How is it unfair to be upset that a company miraculously is able to sell products at a cost that way below what it costs to build using genuine parts?
Fair or unfair I can attest from experience that if you want to buy a $5 / 1000 pieces microcontroller from a company , they will drop to $3 if you buy 100000 and even lower than $2 depending on the contract if you go into millions. So is that unfair? That is called business I am afraid and the small fish get eaten by the big fish.
Besides this , these parts can come from an overproduction run, second source (over date), prototyping who knows where it comes from and what they paid for it. Maybe they break even and just want to move the products that were in their inventory and make a profit of a few % instead of the tens of % that western companies like to make.
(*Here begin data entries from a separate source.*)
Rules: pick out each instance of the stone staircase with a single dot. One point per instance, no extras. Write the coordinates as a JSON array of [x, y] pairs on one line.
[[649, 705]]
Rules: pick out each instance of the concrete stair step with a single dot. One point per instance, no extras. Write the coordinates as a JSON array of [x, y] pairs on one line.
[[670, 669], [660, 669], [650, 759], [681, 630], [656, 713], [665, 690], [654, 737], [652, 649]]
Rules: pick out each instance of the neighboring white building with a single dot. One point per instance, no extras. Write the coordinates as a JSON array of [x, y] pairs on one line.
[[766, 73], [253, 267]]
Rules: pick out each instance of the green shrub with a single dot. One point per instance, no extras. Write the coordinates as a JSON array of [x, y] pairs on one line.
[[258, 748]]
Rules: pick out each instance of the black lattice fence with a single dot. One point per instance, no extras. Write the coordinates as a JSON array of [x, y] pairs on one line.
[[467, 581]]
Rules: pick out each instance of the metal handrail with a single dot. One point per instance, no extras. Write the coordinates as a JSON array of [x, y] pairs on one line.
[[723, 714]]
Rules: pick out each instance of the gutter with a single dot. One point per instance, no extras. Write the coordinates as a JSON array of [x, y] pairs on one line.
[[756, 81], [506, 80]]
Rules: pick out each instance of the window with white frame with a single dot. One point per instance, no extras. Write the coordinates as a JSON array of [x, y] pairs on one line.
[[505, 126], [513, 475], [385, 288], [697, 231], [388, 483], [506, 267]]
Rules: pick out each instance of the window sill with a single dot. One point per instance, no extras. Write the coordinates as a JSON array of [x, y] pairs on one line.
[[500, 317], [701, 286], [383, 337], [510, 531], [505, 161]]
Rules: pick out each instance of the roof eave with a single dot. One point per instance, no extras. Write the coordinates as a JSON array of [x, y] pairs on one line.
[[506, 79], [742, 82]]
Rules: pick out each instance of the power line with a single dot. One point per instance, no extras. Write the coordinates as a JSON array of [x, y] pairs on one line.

With that in mind - I am super curious what the worldwide demand for these things are. They are toys/learning platforms aimed at tinkerers and education.

What does it take (beyond hard volumes) to get the price down to where these could be built for maybe $7? PCB, connectors, assembly - everything has to be the lowest of the low cost. When cost is the primary driver for the product, the goal is to find the lowest cost parts. In my experience - knock-off's and counterfeits are the de-facto way to get the cheapest price on parts. Paying people $1/day is another way to save money. Regardless of how they are able to pull it off, it is reasonable to say that corners are being cut at every opportunity without any consideration for the long term consequence. Suppliers, sub-suppliers, and sub-sub raw material suppliers are all cutting corners to meet the low cost demand. Consumers love it because they get the $10 thing. A decade or two from now, and all we will have access to is old stale tech because the big innovators are always being undercut. Good luck world. If your target is hitting the bottom, it's a pretty big target and you are sure to hit it. With a thud.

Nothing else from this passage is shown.